Norik Vardanian (Norayr Vardanyan)

Personal information
- Born: 15 May 1987 (age 39) Leninakan, Armenian SSR, USSR
- Weight: 94 kg (207 lb; 14.8 st)

Sport
- Country: Armenia USA
- Sport: Weightlifting

Medal record
Men's Weightlifting
Representing United States
Pan American Games
| Disqualified | 2015 Toronto | 94 kg |
Pan American Championships
| Disqualified | 2009 Chicago | 94 kg |

= Norayr Vardanyan =

Armenian and American weightlifter (born 1987)

Norayr (Norik) Vardanyan (Նորայր Վարդանյան, born 15 May 1987 in Leninakan, Armenian SSR) is an Armenian and American weightlifter.

Norayr is the son of legendary Soviet weightlifter Yurik Vardanyan (1956-2018).

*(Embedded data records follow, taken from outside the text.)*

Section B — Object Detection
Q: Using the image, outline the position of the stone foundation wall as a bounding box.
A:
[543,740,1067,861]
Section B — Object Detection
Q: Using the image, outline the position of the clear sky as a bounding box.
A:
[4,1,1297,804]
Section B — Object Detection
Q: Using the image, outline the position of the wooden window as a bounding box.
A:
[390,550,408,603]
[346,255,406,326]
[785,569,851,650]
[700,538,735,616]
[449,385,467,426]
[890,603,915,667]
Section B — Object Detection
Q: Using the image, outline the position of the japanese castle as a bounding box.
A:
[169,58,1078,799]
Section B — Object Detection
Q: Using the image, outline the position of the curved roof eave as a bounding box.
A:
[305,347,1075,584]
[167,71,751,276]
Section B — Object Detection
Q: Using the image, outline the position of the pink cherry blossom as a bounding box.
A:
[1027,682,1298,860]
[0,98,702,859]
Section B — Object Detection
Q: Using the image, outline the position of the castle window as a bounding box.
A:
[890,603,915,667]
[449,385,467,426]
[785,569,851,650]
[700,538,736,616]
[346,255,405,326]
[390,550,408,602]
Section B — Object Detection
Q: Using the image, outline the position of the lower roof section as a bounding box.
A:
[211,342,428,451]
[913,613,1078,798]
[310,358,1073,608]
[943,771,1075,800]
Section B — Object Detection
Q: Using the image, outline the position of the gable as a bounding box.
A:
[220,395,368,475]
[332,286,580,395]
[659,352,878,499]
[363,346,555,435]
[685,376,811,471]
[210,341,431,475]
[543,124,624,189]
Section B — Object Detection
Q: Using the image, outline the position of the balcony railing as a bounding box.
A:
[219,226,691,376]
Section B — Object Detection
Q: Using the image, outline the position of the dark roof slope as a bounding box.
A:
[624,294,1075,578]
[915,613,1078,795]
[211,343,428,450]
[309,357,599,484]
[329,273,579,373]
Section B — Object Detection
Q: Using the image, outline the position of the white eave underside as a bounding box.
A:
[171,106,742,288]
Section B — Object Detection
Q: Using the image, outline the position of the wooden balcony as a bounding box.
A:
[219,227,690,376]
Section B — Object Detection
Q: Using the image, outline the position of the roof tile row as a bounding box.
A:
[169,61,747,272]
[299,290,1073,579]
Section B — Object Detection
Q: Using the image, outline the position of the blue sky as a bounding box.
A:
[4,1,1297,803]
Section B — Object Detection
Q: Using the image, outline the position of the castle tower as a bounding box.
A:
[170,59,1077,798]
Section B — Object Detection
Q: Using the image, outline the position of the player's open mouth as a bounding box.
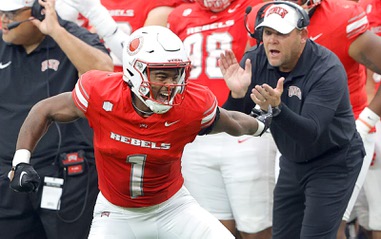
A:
[156,91,170,104]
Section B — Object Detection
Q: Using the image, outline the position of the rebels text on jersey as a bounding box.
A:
[72,70,218,207]
[168,0,263,106]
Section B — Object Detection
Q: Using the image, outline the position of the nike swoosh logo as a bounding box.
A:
[310,33,323,41]
[238,137,251,144]
[228,4,241,13]
[19,171,27,187]
[0,61,11,69]
[165,120,180,127]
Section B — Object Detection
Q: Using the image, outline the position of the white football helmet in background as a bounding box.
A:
[123,26,191,114]
[196,0,234,12]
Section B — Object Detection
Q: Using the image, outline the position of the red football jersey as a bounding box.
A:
[72,70,218,207]
[168,0,263,106]
[248,0,369,118]
[359,0,381,36]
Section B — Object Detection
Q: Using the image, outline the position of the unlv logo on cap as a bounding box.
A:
[266,6,289,18]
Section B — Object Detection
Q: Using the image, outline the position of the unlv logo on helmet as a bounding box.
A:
[127,37,143,56]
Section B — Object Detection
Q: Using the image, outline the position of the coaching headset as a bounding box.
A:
[8,0,45,30]
[244,1,310,45]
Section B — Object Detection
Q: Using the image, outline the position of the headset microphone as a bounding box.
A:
[244,6,256,39]
[7,19,32,30]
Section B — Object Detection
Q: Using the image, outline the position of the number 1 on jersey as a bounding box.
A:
[127,154,146,198]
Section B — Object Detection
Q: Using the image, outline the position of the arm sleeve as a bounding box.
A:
[72,71,95,113]
[272,102,336,145]
[198,107,221,135]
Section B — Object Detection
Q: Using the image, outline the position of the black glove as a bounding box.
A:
[252,105,273,136]
[9,163,41,193]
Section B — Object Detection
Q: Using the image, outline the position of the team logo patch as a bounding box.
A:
[127,36,143,56]
[183,8,192,16]
[41,59,60,72]
[103,102,113,112]
[101,211,110,217]
[288,86,302,100]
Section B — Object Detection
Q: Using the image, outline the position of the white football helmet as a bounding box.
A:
[123,26,191,114]
[196,0,234,12]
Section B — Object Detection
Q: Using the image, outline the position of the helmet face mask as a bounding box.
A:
[123,26,191,114]
[196,0,234,12]
[139,66,188,106]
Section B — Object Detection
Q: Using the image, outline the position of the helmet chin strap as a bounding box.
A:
[131,91,172,115]
[131,94,154,116]
[145,99,172,114]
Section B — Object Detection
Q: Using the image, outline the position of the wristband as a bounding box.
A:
[357,107,379,132]
[12,149,31,167]
[253,121,265,136]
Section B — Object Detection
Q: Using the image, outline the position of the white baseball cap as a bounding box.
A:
[0,0,35,11]
[255,3,302,34]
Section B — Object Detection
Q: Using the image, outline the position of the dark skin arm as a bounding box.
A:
[16,92,84,152]
[210,107,260,136]
[349,30,381,115]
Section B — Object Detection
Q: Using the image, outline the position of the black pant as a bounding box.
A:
[273,141,364,239]
[0,157,99,239]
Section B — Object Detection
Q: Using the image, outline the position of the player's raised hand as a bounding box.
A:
[219,50,252,98]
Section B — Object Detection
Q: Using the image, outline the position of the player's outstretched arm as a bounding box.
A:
[8,93,84,188]
[212,107,272,137]
[15,92,84,153]
[348,31,381,136]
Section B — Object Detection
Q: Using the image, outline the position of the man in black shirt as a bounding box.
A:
[220,2,365,238]
[0,0,113,238]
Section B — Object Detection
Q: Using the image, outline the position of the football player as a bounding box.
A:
[8,26,273,239]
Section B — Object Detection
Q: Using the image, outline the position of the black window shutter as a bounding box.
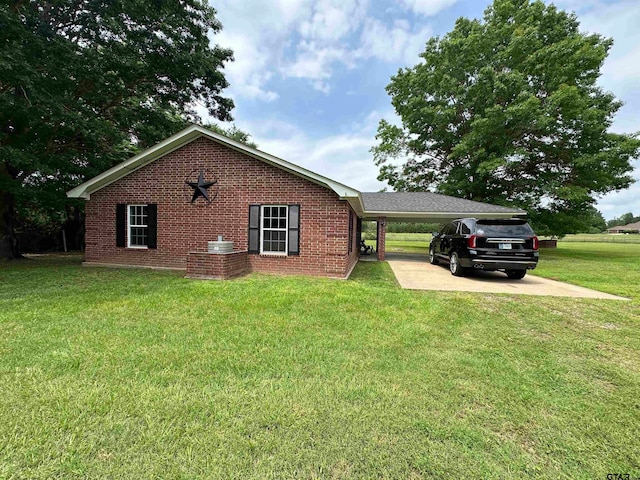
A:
[248,205,260,253]
[147,204,157,249]
[288,205,300,255]
[116,204,126,247]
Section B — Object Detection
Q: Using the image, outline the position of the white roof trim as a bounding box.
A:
[66,125,361,200]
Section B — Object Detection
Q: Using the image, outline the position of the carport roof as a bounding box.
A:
[360,192,525,221]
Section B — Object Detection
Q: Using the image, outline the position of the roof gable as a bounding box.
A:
[67,125,360,200]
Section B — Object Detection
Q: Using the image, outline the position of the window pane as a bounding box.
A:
[261,205,288,253]
[130,227,148,246]
[129,205,148,227]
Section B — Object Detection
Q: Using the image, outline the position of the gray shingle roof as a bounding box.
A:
[361,192,524,215]
[613,221,640,230]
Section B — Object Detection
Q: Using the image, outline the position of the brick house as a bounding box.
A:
[68,125,524,279]
[607,221,640,234]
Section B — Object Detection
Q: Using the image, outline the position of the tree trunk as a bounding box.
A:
[0,164,21,259]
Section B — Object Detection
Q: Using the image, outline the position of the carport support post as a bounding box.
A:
[376,217,386,261]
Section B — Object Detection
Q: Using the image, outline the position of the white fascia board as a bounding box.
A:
[67,125,362,200]
[346,194,366,217]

Vardanian initially won the bronze medal in the 94 kg class at the 2009 Pan American Weightlifting Championships but was later disqualified after testing positive for cannabis.

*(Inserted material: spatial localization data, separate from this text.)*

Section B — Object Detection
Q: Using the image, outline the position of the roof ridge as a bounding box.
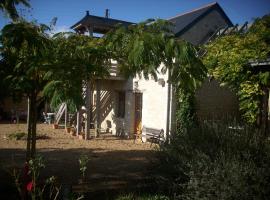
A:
[167,2,218,20]
[86,14,133,23]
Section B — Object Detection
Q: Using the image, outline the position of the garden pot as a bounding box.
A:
[53,124,58,129]
[65,127,71,133]
[78,134,84,140]
[70,128,76,136]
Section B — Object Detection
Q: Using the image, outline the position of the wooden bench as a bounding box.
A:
[141,126,165,145]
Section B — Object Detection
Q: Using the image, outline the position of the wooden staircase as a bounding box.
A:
[54,102,67,125]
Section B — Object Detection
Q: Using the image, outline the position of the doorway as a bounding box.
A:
[134,93,143,134]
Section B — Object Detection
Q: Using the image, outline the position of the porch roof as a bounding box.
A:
[249,58,270,74]
[70,11,134,34]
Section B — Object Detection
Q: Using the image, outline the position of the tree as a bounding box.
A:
[0,21,52,159]
[0,0,30,21]
[43,32,110,114]
[204,15,270,129]
[106,19,206,131]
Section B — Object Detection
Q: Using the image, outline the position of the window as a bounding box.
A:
[117,91,125,118]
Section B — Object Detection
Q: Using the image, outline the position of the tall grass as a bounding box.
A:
[156,122,270,199]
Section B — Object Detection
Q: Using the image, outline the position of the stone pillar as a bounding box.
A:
[96,80,101,137]
[125,91,133,137]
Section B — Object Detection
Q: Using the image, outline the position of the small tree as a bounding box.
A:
[0,21,52,159]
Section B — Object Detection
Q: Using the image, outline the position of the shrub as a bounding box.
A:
[78,154,90,180]
[8,132,26,140]
[157,123,270,199]
[7,132,50,140]
[116,194,169,200]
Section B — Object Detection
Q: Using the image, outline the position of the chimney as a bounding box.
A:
[86,10,89,16]
[105,9,109,18]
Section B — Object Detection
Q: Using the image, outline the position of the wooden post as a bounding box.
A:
[76,111,81,136]
[85,81,91,140]
[64,103,68,129]
[96,80,101,137]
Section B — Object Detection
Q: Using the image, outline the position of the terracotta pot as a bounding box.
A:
[70,128,76,136]
[78,134,84,140]
[53,124,58,129]
[65,127,71,133]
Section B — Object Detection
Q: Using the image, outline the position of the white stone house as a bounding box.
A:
[67,2,242,139]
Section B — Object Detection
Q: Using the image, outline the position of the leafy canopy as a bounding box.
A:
[105,19,206,93]
[43,33,110,111]
[0,21,51,98]
[0,0,30,21]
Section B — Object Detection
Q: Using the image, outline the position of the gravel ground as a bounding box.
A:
[0,123,157,198]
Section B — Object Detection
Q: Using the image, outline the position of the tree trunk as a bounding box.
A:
[261,87,269,136]
[30,96,37,158]
[26,97,32,160]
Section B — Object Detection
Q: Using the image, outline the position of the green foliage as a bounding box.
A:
[0,21,52,158]
[175,92,197,131]
[12,155,60,200]
[0,0,30,21]
[78,154,90,180]
[157,123,270,199]
[106,19,206,90]
[116,194,169,200]
[238,82,263,123]
[7,132,49,140]
[204,15,270,123]
[43,33,110,111]
[8,132,26,140]
[106,19,206,131]
[0,21,51,98]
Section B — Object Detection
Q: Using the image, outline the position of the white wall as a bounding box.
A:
[133,66,169,131]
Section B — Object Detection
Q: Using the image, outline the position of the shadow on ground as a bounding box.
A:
[0,147,160,199]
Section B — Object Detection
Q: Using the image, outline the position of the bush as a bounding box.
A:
[7,132,50,140]
[8,132,26,140]
[157,122,270,199]
[116,194,169,200]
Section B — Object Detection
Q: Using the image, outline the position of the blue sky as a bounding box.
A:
[0,0,269,32]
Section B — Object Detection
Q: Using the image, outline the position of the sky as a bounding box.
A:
[0,0,269,32]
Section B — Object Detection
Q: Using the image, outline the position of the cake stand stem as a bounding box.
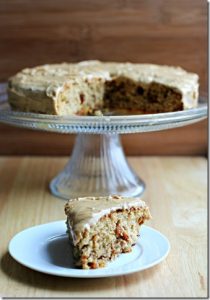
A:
[50,134,145,200]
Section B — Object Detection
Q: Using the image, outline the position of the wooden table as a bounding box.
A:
[0,156,207,298]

He competed for Armenia in the 94 kg weight class at the 2012 Summer Olympics where he placed 11th. He was also the silver medalist at the 2015 Pan American Games.

On 6 October 2016, the IWF reported that as a consequence of the IOC's reanalyses of samples from the 2012 Olympic Games, a sample produced by Norayr Vardanyan, who represented Armenia, had returned a positive result. In line with the relevant rules and regulations, the IWF imposed a mandatory provisional suspension upon Vardanyan, who will remain provisionally suspended until his case is closed. On 12 January 2017 it was confirmed that because of a doping violation he had been disqualified from the 2012 Olympic Games.